4. Calling in sick when you are perfectly healthy …
5. … Or showing up when you aren’t
But if you make your coughing and sneezing very dramatic, you'll look very dedicated
6. Abusing office technology
But hey, I was just doing research on YouTube.
7. Involving co-workers in your personal problems
They'll just gossip about you afterward.
8. Getting too comfortable
Casual Friday doesn't open the door for pajamas at work
9. Hitting on your boss
Or just hitting your boss.
10. Hitting on your employee
And never create a virtual comment box. It will never work.
Humor Me: All together now -- comment!
By MATT WIXON
The Dallas Morning News
Hello fellow employees of Worldwide Associates Synergistic Technology Enterprises. Welcome to your new virtual comment box!
Why a virtual comment box?
It’s simple, really. Worldwide Associates Synergistic Technology Enterprises (WASTE) has always valued an environment in which employees can feel empowered to shape workplace culture and monitor co-workers who take office supplies home with them.
Also, the leadership team in your office — WASTE third floor, east wing, corridor B — has received few submissions to the office’s actual comment box. In an informal poll, we found that most employees believe the comment box is a Kleenex dispenser that’s been empty for three years.

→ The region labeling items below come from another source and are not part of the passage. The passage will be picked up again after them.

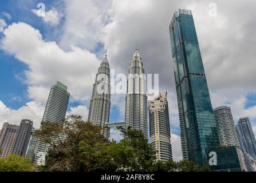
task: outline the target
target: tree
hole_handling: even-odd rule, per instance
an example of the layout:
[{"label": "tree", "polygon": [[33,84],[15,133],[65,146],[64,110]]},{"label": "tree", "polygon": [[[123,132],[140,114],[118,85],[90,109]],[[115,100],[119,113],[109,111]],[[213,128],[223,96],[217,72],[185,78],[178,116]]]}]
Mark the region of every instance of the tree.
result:
[{"label": "tree", "polygon": [[101,128],[84,122],[81,116],[70,116],[64,125],[49,121],[41,123],[41,129],[35,132],[40,141],[50,145],[46,156],[44,171],[81,171],[80,145],[86,142],[93,146],[108,141],[101,134]]},{"label": "tree", "polygon": [[121,132],[125,138],[119,144],[132,149],[133,158],[130,160],[129,170],[149,171],[155,159],[156,152],[148,144],[148,139],[141,130],[132,129],[130,127]]},{"label": "tree", "polygon": [[0,158],[0,172],[34,172],[35,166],[31,159],[17,154]]},{"label": "tree", "polygon": [[45,166],[41,171],[203,171],[194,162],[170,159],[166,162],[156,158],[156,152],[140,130],[121,129],[125,138],[119,143],[109,141],[101,134],[100,126],[82,120],[81,117],[69,116],[61,125],[42,123],[35,134],[40,140],[49,144]]}]

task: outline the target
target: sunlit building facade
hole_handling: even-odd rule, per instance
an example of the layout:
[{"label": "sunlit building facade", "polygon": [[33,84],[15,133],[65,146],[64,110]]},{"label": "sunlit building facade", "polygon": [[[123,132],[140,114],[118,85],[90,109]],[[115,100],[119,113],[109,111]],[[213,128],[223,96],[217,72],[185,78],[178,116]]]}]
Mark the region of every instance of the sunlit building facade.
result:
[{"label": "sunlit building facade", "polygon": [[191,11],[176,11],[169,30],[183,157],[205,165],[219,142]]}]

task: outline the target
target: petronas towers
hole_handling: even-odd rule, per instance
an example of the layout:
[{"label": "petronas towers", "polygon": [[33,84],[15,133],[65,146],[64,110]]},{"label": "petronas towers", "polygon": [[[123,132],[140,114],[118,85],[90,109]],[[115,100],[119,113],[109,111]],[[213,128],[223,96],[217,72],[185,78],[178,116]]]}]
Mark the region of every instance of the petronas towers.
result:
[{"label": "petronas towers", "polygon": [[[103,134],[109,137],[107,127],[110,112],[110,69],[107,54],[96,74],[90,100],[88,121],[103,128]],[[131,62],[125,98],[125,128],[140,130],[148,138],[146,77],[137,49]]]},{"label": "petronas towers", "polygon": [[137,49],[131,62],[125,98],[125,128],[141,130],[148,138],[146,78]]},{"label": "petronas towers", "polygon": [[102,61],[93,84],[88,121],[103,128],[103,134],[109,137],[106,126],[110,112],[110,69],[107,54]]}]

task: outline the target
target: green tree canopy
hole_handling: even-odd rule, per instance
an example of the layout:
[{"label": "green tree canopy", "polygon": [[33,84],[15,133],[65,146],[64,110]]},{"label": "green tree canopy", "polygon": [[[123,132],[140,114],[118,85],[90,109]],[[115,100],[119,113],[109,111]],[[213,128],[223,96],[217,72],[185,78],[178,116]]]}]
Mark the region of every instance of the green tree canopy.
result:
[{"label": "green tree canopy", "polygon": [[192,162],[169,160],[153,162],[155,152],[141,131],[121,129],[124,139],[109,141],[101,134],[100,127],[70,116],[64,125],[42,123],[36,132],[40,140],[50,144],[42,171],[203,171]]},{"label": "green tree canopy", "polygon": [[0,172],[34,172],[35,166],[31,159],[17,154],[0,158]]}]

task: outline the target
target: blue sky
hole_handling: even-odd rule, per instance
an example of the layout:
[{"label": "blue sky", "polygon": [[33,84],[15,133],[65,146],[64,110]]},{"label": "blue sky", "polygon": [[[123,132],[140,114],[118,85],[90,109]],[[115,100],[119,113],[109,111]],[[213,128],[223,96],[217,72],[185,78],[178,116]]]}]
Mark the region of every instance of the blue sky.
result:
[{"label": "blue sky", "polygon": [[[25,22],[35,29],[39,30],[44,39],[50,40],[58,42],[61,31],[59,27],[54,28],[46,25],[41,18],[36,16],[32,9],[37,9],[38,3],[45,5],[45,11],[49,11],[52,7],[61,10],[63,5],[58,1],[23,1],[11,0],[1,1],[0,2],[0,12],[2,13],[0,18],[5,20],[8,25],[14,22]],[[3,13],[10,14],[11,18],[9,19]],[[61,21],[64,21],[63,17]],[[61,22],[60,23],[61,24]],[[59,31],[58,31],[59,30]],[[3,34],[0,34],[0,38],[3,37]],[[104,45],[97,42],[97,46],[92,50],[101,59],[101,53],[104,50]],[[28,83],[26,81],[26,75],[24,72],[29,70],[29,66],[15,57],[0,50],[1,67],[0,72],[2,79],[0,82],[0,100],[10,109],[18,110],[26,103],[32,101],[28,97],[27,92]],[[50,87],[50,86],[49,86]],[[70,108],[76,107],[80,105],[85,105],[89,107],[89,101],[77,101],[70,100],[68,111]],[[119,109],[116,106],[111,109],[111,121],[120,121],[123,117],[119,115]]]},{"label": "blue sky", "polygon": [[[168,27],[174,11],[183,8],[194,15],[213,108],[230,106],[235,124],[249,116],[255,133],[256,14],[251,7],[256,2],[246,2],[216,1],[218,13],[212,17],[208,0],[1,1],[0,23],[6,25],[0,32],[0,126],[27,118],[38,127],[57,80],[71,92],[69,114],[86,120],[106,47],[111,69],[127,74],[137,40],[145,72],[159,74],[159,89],[168,92],[172,144],[177,146],[173,153],[179,159]],[[32,11],[38,3],[45,5],[45,17]],[[110,121],[124,120],[124,97],[111,96]]]}]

So by adding this virtual comment box to the company intranet, we hope employees will offer constructive ways to make the third floor, east wing, corridor B an even better place to work. Employees can remain anonymous if they wish.
3F EAST B Comments:
A virtual comment box … great idea! Another example of management that is forward thinking and looking out for its employees. [Chris F.]

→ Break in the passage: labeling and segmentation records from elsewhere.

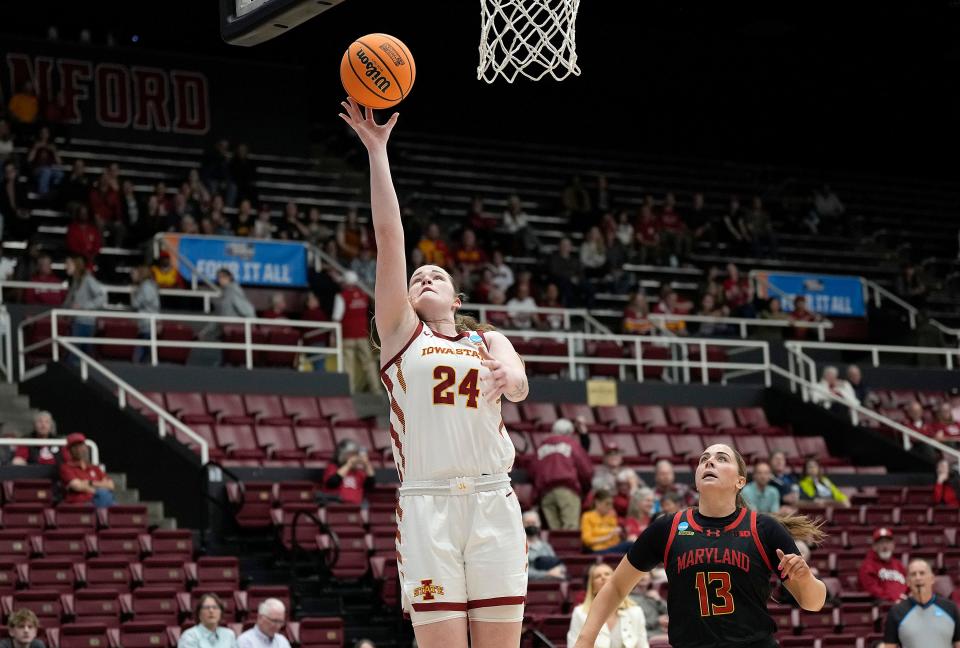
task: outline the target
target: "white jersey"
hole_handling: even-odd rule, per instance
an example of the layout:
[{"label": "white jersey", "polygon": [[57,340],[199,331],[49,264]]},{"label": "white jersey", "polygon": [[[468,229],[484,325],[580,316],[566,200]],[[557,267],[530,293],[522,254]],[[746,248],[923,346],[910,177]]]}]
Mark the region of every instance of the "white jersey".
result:
[{"label": "white jersey", "polygon": [[480,393],[482,334],[436,333],[423,322],[380,372],[400,481],[507,473],[514,448],[500,402]]}]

Geez Chris, you never miss a chance. Smooch, smooch. [Anonymous]
Can more parking spots be added in the garage? [Debbie R.]
Maybe if “some people” would stop taking up two spaces because they cherish their cars more than their families, we would have enough spaces. [Anonymous]

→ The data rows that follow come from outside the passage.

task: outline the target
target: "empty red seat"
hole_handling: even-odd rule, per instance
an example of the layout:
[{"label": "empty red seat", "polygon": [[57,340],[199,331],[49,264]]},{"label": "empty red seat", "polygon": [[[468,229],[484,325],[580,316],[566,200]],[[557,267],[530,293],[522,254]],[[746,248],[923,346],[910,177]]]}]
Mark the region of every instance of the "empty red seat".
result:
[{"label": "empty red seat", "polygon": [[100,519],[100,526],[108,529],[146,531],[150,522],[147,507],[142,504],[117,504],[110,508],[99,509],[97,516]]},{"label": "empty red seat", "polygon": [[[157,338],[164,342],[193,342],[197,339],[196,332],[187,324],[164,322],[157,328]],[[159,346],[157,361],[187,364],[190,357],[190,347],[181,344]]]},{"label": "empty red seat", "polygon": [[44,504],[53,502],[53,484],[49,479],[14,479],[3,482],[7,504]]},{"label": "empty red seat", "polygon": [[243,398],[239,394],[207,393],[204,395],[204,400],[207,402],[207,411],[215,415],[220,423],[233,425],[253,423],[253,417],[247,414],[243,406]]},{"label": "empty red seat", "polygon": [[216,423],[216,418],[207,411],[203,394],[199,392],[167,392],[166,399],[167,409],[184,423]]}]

Oooh, somebody’s jealous! [Anonymous]
Could everyone please remember to clean their food out of the break-room refrigerator every once in a while? Some stuff has been in there for months! [Michelle A.]
Yeah, it looks like some kind of science project. But it smells better than you-know-who and his way-too-much cologne. [Anonymous]
And those smelly fish lunches somebody brings in EVERY DAY. [Anonymous]
If you’re the person who laughs loudly and then says something like “that’s funny!” or “I can’t believe that!” while talking to NOBODY … we know you’re trying to pull us into a conversation about something stupid. Don’t fall for it, everyone! Don’t encourage him! [Anonymous]
MODERATOR: We’re getting away from the purpose here. Let’s not make the comment box an environment for personal attacks or immaturity. Thanks.
Could somebody please change the huge drum of bottled water? The last time I did it, half of it ended up pouring out on my feet. [Anonymous]
We have too many meetings. Instead of some meetings, could we have discussion topics distributed through e-mail? [Mike V.]
That’s a good idea. But if the e-mail contains the phrases “paradigm shift” or “strategic platforms,” I’m deleting it. [Anonymous]
I already have any e-mail that has “paradigm” in it automatically sent to my junk-mail folder. The same for e-mails with “performance vector” — and any e-mail sent by Chris F. … Ha! [Anonymous]
At least Chris doesn’t talk so loudly on the phone that everyone hears him. And people, if you’re going to talk about your colonoscopy, please don’t use the speakerphone! [Anonymous]
MODERATOR: Remember, only constructive comments that can improve office wellness. Thanks.
Wellness? That’s another word that will send an e-mail to my junk folder! [Anonymous]
I’ll tell you what makes me unwell. The person who thinks she’s a great singer and must share her “gift” with everyone. It’s worse than the whistler on the fourth floor. [Anonymous]
Hey “anonymous” … I know who you are. You’re just bitter because I have a real talent and your only talent is annoying everyone and freaking them out with all those Star Wars figurines on your desk. [Anonymous]
MODERATOR: One final plea. Please keep your comments pertinent to improving the workplace.
Has anyone seen Spider-Man 3? I thought it was awesome! [David K.]
MODERATOR: Forget it. The office comment box will be returned to the table outside the boss’ office. A box of Kleenex will be next to it to eliminate any confusion.